Rolling back a bad update
If an update misbehaves, you have two ways back:
- Restore the pre-update backup — the cleanest option, and exactly why you took it. You can do a Selective Restore to bring back just
/pluginsand the plugin's config folder if you don't want to roll back your whole world. - Reinstall the previous version — if you kept the old
.jar(renaming it toPluginName.jar.bakbefore replacing is a good habit), put it back and remove the new one. Watch for config incompatibility, since the new version may have already rewritten the config to a newer format — this is where the backup wins.

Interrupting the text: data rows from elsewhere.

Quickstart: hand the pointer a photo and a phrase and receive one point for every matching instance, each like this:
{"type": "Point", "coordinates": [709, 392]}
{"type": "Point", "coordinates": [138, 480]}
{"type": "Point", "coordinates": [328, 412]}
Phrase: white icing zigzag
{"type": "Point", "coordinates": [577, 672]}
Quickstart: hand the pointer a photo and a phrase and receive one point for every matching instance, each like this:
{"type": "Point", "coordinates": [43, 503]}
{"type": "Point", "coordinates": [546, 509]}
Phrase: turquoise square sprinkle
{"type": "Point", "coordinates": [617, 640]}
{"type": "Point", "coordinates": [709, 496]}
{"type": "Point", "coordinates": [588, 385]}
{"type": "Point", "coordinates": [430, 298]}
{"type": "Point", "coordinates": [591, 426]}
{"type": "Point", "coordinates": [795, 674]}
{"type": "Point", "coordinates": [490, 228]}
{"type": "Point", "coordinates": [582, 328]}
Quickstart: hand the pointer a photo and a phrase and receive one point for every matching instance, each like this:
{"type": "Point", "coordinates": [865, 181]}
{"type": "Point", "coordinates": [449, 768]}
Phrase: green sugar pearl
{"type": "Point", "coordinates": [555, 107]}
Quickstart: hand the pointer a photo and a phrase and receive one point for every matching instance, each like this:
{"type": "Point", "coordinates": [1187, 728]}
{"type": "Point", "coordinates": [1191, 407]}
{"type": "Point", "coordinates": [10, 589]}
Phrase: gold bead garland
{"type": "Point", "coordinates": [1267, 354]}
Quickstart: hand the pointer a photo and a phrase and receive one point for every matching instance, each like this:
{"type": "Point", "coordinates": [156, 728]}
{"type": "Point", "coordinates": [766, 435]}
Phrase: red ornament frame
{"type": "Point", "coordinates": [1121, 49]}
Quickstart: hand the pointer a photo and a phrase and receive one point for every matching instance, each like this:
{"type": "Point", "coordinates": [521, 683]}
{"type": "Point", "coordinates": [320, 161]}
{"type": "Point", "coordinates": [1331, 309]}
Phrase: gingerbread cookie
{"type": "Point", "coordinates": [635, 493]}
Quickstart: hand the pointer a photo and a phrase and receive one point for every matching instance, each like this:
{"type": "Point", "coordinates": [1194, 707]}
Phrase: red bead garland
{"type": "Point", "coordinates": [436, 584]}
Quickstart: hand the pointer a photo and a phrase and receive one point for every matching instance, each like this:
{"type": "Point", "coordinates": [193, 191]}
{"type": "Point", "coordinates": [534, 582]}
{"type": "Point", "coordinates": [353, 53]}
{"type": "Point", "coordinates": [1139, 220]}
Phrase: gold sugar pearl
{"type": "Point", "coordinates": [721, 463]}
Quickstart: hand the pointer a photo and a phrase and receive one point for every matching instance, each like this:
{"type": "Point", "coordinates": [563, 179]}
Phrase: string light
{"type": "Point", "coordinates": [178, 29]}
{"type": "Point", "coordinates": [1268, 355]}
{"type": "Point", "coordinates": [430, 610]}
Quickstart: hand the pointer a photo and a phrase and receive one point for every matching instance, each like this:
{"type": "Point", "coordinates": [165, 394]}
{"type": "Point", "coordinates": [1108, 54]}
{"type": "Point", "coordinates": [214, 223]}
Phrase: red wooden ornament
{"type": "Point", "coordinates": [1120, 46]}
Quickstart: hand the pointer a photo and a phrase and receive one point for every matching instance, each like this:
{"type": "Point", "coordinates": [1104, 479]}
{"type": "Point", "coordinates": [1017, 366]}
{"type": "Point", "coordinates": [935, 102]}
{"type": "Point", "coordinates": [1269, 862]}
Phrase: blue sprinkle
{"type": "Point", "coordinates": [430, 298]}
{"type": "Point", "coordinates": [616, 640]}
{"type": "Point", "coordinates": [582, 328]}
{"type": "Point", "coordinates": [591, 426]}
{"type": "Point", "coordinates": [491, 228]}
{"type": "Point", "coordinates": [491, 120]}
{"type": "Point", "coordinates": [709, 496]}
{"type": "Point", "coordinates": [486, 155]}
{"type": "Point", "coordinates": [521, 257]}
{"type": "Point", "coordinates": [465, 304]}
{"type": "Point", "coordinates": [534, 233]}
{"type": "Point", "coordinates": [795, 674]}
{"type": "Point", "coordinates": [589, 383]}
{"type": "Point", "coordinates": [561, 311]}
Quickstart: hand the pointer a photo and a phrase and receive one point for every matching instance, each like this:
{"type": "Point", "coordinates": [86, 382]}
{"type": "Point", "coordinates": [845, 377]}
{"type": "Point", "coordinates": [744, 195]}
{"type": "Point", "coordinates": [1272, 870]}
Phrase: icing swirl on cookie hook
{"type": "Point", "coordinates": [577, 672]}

🎯 Good to know: The config the new version wrote may not load on the old version. That's why the backup — which holds the matching old config — is the more reliable rollback than just swapping jars.
Verify it works
After each update, the console shows the plugin enabling with no errors, /plugins lists it green, and the feature you rely on still works in-game. If all three are true, move to the next plugin.
Troubleshooting
- Server won't start after an update — likely a version mismatch or a leftover duplicate jar. Check
/pluginsfor two copies, confirm the build matches your Minecraft version, or restore the backup. See Diagnosing plugin conflicts. - Settings reset after updating — the new version rewrote the config in a new format. Compare against your backup's config and reapply your changes. See YAML without tears.
- Update needs a newer dependency — the console names it. Update that dependency too (still one at a time), then retry.
- New version needs a newer Minecraft version than you run — update the server in the Version Changer first, or stay on the plugin build that supports your version. See Minecraft software and versions.